Le ultime indiscrezioni sulla riforma delle pensioni sono tutt’altro che rassicuranti. E, sommate alle precedenti, rischiano di creare il panico tra i lavoratori anziani. Secondo l’ultima, non basteranno più neanche 40 anni di contributi per andare in pensione. Per quanto bisognerà lavorare allora? Raggiunto da ilSussidiario.net Giuliano Cazzola, Vicepresidente della Commissione Lavoro della Camera dei deputati, pone una premessa, necessaria a ogni sorta di ragionamento: «Anzitutto – dice -, bisogna ricordare che, al momento, si tratta di ipotesi; che, per quanto realistiche, rimangono tali. Per poter dare un giudizio puntuale e definitivo, occorrerà avere di fronte una proposta di legge».
Nonostante, infatti, molte congetture siano in fase di sempre maggiore definizione e vadano considerate nel novero delle cose reali, in passato la fretta è stata foriera di errori: «Nelle scorse settimane – spiega, infatti, Cazzola – è bastato saccheggiare gli scritti della professoressa Fornero per paventare scenari, in materia previdenziale, di incertezza e flessibilità assoluta. Il che, in seguito, non si è rivelato esatto». Secondo Cazzola, al momento, ciò che è sicuro è che «il governo applicherà il sistema contributivo a tutti i lavoratori, mediante il pro rata, a partire dal 2012. Poi, effettivamente, non è escluso che saranno riviste le pensioni di anzianità, che consentono di andare in pensione con 40 anni di contributi versati a prescindere dall’età anagrafica. Mi sembrano realistiche le indiscrezioni secondo le quali il governo intenda allungare tale requisito».
Questo, tuttavia, non significa che tutti dovranno necessariamente aver maturato per forza 40 anni di contributi. A prescindere dalla propria età. «Si potrà ancora andare in pensione per vecchiaia (attualmente il requisito è di 65 anni, ndr) o per anzianità con le quote, corrispondenti alla somma tra età anagrafica e contributiva (per i lavoratori dipendenti, nel periodo dall’1.1.2011 al 31.12.2012 occorre raggiungere quota 96; a partire dall’ 1.1.2013 quota 97, ndr); l’anzianità contributiva, infine, potrebbe passare dagli attuali 40 anni a 41, 42 o perfino 43».
Messa così, non è una tragedia. «La misura – aggiunge -, benché gli effetti finanziari non sarebbero immediati, è la più utile che si possa realizzare.

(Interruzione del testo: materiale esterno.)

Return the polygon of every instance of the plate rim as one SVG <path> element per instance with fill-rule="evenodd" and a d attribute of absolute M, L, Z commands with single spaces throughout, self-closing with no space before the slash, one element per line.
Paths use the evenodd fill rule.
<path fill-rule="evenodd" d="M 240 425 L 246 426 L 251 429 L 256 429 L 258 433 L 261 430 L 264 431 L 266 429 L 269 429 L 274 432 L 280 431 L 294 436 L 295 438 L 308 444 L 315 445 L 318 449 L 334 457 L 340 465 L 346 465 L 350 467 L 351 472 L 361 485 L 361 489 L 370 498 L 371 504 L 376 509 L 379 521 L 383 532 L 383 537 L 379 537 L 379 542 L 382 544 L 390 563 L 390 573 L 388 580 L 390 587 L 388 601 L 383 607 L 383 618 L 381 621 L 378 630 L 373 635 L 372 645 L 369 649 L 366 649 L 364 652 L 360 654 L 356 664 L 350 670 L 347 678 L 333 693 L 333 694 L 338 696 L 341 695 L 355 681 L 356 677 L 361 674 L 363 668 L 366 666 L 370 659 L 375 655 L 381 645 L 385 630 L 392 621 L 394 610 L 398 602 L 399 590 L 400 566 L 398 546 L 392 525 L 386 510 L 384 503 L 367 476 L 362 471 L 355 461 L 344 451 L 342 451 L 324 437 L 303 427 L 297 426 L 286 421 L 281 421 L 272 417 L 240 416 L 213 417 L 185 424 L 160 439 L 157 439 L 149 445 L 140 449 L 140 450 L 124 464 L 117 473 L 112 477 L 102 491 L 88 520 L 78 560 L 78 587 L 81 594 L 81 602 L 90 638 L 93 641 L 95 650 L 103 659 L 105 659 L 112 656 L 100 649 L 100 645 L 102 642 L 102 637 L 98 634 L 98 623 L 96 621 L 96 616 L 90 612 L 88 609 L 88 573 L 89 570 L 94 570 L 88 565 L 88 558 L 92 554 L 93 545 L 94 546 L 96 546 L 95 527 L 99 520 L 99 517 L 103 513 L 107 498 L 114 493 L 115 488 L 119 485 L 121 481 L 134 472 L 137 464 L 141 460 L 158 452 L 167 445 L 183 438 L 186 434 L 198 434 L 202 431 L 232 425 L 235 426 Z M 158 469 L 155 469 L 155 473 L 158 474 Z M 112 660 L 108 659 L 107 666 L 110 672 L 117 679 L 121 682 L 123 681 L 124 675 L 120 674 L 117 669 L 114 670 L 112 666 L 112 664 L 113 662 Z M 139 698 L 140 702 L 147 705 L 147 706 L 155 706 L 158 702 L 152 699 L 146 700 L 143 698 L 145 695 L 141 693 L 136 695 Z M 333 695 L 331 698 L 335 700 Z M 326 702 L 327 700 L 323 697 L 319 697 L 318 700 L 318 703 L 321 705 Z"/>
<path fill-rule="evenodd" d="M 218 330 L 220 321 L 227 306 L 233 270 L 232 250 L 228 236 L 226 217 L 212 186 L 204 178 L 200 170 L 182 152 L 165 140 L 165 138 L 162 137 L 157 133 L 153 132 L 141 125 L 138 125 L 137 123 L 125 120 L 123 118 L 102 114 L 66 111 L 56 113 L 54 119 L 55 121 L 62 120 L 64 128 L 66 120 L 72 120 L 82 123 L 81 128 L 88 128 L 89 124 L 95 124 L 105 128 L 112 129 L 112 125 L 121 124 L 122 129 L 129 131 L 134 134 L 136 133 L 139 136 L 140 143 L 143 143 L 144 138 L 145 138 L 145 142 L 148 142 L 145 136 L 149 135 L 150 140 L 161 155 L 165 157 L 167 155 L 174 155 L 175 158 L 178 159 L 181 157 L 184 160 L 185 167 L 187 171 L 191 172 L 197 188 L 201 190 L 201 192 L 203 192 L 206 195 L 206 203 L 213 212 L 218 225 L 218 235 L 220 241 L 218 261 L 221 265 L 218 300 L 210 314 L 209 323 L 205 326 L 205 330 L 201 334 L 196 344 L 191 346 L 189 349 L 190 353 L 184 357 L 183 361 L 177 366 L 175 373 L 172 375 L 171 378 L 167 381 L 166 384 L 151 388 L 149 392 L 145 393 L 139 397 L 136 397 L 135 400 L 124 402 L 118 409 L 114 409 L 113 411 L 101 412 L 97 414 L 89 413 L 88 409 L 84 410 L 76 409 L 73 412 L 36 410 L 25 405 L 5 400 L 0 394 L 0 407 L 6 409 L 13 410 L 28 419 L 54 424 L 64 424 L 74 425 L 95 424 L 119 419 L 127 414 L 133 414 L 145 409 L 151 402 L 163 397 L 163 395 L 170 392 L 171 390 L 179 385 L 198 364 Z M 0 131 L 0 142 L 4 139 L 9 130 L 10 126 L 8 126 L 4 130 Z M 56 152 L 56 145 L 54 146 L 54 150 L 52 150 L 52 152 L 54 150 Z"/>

Basti pensare che i tre quarti degli italiani, ad oggi, vanno in pensione con il metodo dell’anzianità contributiva. Spesso, prima dei 60 anni di età». A fronte di un sacrificio di uno o due anni, si reperirebbero risorse di notevole entità. «Inoltre, ogni pensione rinviata vale, mediamente, 22mila euro l’anno». Non è tutto: «Resta il fatto – conclude Cazzola – che chi va in pensione più tardi, avrà, in o ogni caso, un assegno più pesante».